Prognostic Biomarkers and Immunotherapeutic Targets Among CXC Chemokines in Pancreatic Adenocarcinoma

Front Oncol. 2021 Aug 23:11:711402. doi: 10.3389/fonc.2021.711402. eCollection 2021.

Abstract

Background: Pancreatic cancer is one of the principal causes of tumor-related death worldwide. CXC chemokines, a subfamily of functional chemotactic peptides, affect the initiation of tumor cells and clinical outcomes in several human malignant tumors. However, the specific biological functions and clinical significance of CXC chemokines in pancreatic cancer have not been clarified.

Methods: Bioinformatics analysis tools and databases, including ONCOMINE, GEPIA2, the Human Protein Atlas, DAVID, GeneMANIA, cBioPortal, STRING, DGidb, MethSurv, TRRUST, SurvExpress, SurvivalMeth, and TIMER, were utilized to clarify the clinical significance and biological functions of CXC chemokine in pancreatic cancer.

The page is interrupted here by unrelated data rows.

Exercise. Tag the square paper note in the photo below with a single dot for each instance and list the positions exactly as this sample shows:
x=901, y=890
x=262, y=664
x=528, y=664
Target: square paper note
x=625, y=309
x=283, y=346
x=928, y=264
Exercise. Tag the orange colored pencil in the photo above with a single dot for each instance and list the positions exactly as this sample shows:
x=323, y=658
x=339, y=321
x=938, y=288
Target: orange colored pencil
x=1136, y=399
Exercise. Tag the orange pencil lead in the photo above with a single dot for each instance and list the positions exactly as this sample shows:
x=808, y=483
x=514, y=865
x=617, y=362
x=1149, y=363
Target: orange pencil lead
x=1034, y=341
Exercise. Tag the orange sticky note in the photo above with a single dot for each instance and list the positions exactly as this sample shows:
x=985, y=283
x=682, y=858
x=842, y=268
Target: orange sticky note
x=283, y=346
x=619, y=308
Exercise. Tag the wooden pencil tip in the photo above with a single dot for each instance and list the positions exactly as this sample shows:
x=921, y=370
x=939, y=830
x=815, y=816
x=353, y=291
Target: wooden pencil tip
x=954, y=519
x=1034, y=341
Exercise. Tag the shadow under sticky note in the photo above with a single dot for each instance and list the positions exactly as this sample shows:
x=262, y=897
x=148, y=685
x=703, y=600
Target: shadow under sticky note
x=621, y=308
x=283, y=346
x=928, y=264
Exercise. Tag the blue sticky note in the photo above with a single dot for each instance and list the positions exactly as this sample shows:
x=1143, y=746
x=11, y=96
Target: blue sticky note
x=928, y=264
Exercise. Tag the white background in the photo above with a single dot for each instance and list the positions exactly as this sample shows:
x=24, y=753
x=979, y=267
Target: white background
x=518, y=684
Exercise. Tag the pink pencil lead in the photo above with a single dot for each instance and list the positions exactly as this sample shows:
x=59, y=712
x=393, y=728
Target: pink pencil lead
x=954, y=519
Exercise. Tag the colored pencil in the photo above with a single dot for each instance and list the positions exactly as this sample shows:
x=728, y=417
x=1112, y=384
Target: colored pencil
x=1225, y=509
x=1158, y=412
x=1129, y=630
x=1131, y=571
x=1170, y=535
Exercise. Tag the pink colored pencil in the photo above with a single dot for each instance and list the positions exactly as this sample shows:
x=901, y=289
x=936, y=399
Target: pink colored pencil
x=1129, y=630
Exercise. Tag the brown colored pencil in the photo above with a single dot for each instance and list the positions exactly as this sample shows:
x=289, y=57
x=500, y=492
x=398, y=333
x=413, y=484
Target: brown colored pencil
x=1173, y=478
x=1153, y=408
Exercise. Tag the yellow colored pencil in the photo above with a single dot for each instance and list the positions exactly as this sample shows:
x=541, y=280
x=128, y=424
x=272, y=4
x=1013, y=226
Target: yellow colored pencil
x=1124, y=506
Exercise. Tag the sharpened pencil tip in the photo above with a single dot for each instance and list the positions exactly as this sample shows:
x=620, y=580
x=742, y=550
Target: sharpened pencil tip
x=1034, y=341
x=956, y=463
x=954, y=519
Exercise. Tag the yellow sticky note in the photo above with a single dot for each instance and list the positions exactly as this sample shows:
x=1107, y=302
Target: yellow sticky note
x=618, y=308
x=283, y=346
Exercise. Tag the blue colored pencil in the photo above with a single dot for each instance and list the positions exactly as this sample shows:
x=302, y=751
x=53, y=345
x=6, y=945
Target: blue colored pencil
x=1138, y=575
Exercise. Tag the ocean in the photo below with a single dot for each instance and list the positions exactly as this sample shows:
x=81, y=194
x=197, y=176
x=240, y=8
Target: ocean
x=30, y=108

Results: Except for CXCL11/12, the transcriptional levels of other CXC chemokines in PAAD tissues were significantly elevated, and the expression level of CXCL16 was the highest among these CXC chemokines. Our findings also suggested that all of the CXC chemokines were linked to tumor-immune dysfunction involving the abundance of immune cell infiltration, and the Cox proportional hazard model confirmed that dendritic and CXCL3/5/7/8/11/17 were significantly associated with the clinical outcome of PAAD patients. Furthermore, increasing expressions of CXCL5/9/10/11/17 were related to unfavorable overall survival (OS), and only CXCL17 was a prognostic factor for disease-free survival (DFS) in PAAD patients. The expression pattern and prognostic power of CXC chemokines were further validated in the independent GSE62452 dataset. For the prognostic value of single CpG of DNA methylation of CXC chemokines in patients with PAAD, we identified 3 CpGs of CXCL1, 2 CpGs of CXCL2, 2 CpGs of CXCL3, 3 CpGs of CXCL4, 10 CpGs of CXCL5, 1 CpG of CXCL6, 1 CpG of CXCL7, 3 CpGs of CXCL12, 3 CpGs of CXCL14, and 5 CpGs of CXCL17 that were significantly associated with prognosis in PAAD patients. Moreover, the prognostic value of CXC chemokine signature in PAAD was explored and tested in two independent cohort, and results indicated that the patients in the low-risk group had a better OS compared with the high-risk group. Survival analysis of the DNA methylation of CXC chemokine signature demonstrated that PAAD patients in the high-risk group had longer survival times.

Conclusions: These findings reveal the novel insights into CXC chemokine expression and their biological functions in the pancreatic cancers, which might serve as accurate prognostic biomarkers and suitable immunotherapeutic targets for patients with pancreatic cancer.

Keywords: CXC chemokines; bioinformatics; immunotherapeutic targets; pancreatic cancer; prognostic biomarkers.